Skąd teza o tym, że w działalności przeszkadzał białostocki magistraty? Rafał Gaweł ostatnio często podkreślał, że teatr był wielokrotnie kontrolowany odnośnie wydatkowania przyznanych dotacji. Nawet po tym, jako kontrola się zakończyła i niczego się nie dopatrzyła, pojawiali się kolejni urzędnicy i wertowali dokumenty od nowa. Kilka miesięcy temu Urząd Miejski wezwał kierownictwo Teatru do zwrotu dotacji w wysokości 40 tys. złotych. Powodem miało być niezgodnie z ustawą przekazanie całości dotacji podmiotowi trzeciemu, spółce Graviti, która miała zająć się organizacją kilku koncertów w budynku Teatru. Ta sprawa ciągle jest przedmiotem postępowania w Samorządowym Kolegium Odwoławczym.

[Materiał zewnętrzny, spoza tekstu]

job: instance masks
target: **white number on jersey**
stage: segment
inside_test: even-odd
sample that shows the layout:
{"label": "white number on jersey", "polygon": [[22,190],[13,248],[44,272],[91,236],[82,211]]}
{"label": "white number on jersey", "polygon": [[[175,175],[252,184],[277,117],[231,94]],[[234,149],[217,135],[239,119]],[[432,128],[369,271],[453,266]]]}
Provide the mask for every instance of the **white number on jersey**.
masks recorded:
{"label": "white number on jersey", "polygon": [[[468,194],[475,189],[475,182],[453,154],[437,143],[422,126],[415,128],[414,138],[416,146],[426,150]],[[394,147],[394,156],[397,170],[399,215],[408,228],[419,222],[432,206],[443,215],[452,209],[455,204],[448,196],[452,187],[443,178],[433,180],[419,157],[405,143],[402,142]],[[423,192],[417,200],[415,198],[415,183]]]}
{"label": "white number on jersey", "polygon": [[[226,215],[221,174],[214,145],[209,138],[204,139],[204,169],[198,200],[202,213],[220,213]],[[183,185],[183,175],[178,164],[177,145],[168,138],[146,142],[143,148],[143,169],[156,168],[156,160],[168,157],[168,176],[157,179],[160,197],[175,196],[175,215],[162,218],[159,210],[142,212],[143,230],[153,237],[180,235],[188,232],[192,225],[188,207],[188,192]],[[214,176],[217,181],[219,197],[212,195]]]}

Z pewnością wielu mieszkańców Białegostoku nie będzie tęskniło za teatrem, ani za akcjami, które teatr podejmował. Dla wielu osób były one zbyt kontrowersyjne i nielicujące z tym, co teatr powinien robić. Ale jest także wiele osób, które bardzo żałują tego, że TrzyRzecze przeniosło się do Warszawy. Na pewno, jak na warunki Białegostoku, była to placówka nietuzinkowa, prowadzona w nietuzinkowym miejscu z ludźmi o nietuzinkowym spojrzeniu na świat. Dla tych, którzy będą bardzo za nią tęsknić, pozostanie odwiedzać warszawski Żoliborz. W końcu to tylko niecałe 200 km od naszego miasta.